Fan zones in a total of 12 municipalities, including Czarny Dunajec, Trzebinia, Gorlice and Miechów have been established across the Małopolska region – also known as Lesser Poland – which is home to some nine million people.
“These will be the places where we will all come together through sport,” said Łukasz Smółka, Małopolska’s Deputy Marshal.
Kraków, Małopolska’s capital and largest city, will be the epicentre of the event, which will take place from June 21 to July 2 and attract some 7,000 athletes from 48 countries who will compete across 29 sports.
Fan and commerical zones
A fan zone will be situated at Galeria Krakowska on Jan Nowak Jezioranski Square in the centre of Kraków, featuring a number of activities and attractions, while so-called commercial zones will also be located at the Games’ various competition venues.
Each commercial zone will consist of a sports zone, giving visitors an opportunity to try out one of the sports on show, as well as an animation zone for children, with face painting and engaging contests also on offer. There will also be an information zone, a sponsorship zone for commercial partners to offer items and keepsakes to visitors, a merchandising zone, a ticketing zone and a catering zone for food and drink.
The fan zones, meanwhile, will be equipped with attractions that relate to the different sports, with children’s games and interactive elements also available, as well as a big screen presenting live coverage of the sport, and deckchairs for fans to watch the action.
The remote fan zones will be partly financed by the Małopolska regional authority.
“We’re just hoping the weather will be good so that we can spend this time together – not at home, with two or three people, but in a place where there will be more people,” said Stanisław Banach, Head of the Podegrodzie municipality.
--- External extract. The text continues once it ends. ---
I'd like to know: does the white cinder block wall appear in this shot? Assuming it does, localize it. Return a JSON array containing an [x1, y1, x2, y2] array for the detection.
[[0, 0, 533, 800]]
Those behind the delivery of the Games, who have indicated that they expect “hundreds of thousands” of attendees to visit the fan and commercial zones, have been keen to engage potential attendees at home and abroad.
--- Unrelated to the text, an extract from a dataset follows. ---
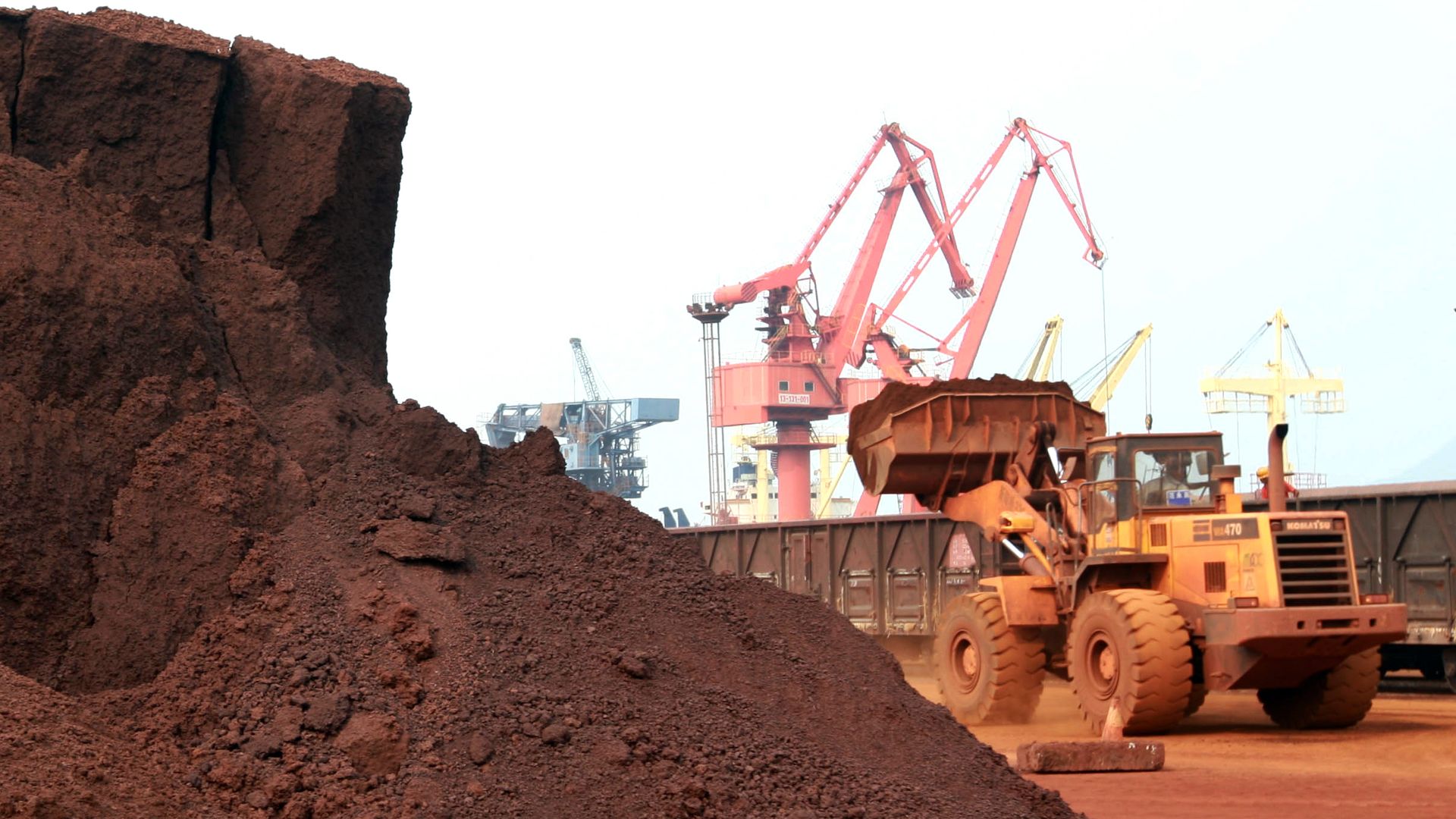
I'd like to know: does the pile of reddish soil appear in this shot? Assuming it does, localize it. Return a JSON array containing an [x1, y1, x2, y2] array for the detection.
[[0, 10, 1070, 816]]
Earlier this year, the Organising Committee for the Krakow-Małopolska 2023 European Games signed a partnership with LaLiga, which operates the top two divisions of Spanish football. Under the arrangement, LaLiga has been promoting the Games to its fans through a variety of channels.
Furthermore, some 20,000 display screens, advertising opportunities to attend the Games, have been installed across Poland since March.
Meanwhile, accessibility has been prioritised with the ticketing arrangements. General admission ticket prices range from just PLN20 (£3.50/€4.25/$4.30) to PLN90 and the first 10,000 single tickets that went on sale in April had further discounts applied. Additionally, spectators will benefit from free admission to athletics, kickboxing, muaythai, padel and teqball competitions over the first three days.
“I know that Polish fans will come out in large numbers and, by offering free admission to various sports, these Games will truly be accessible to everyone,” European Olympic Committees Coordination Commission chair Hasan Arat said.
This year’s event will be the third edition of the European Games, which were first held in Baku, Azerbaijan in 2015 before taking place in Minsk, Belarus in 2019.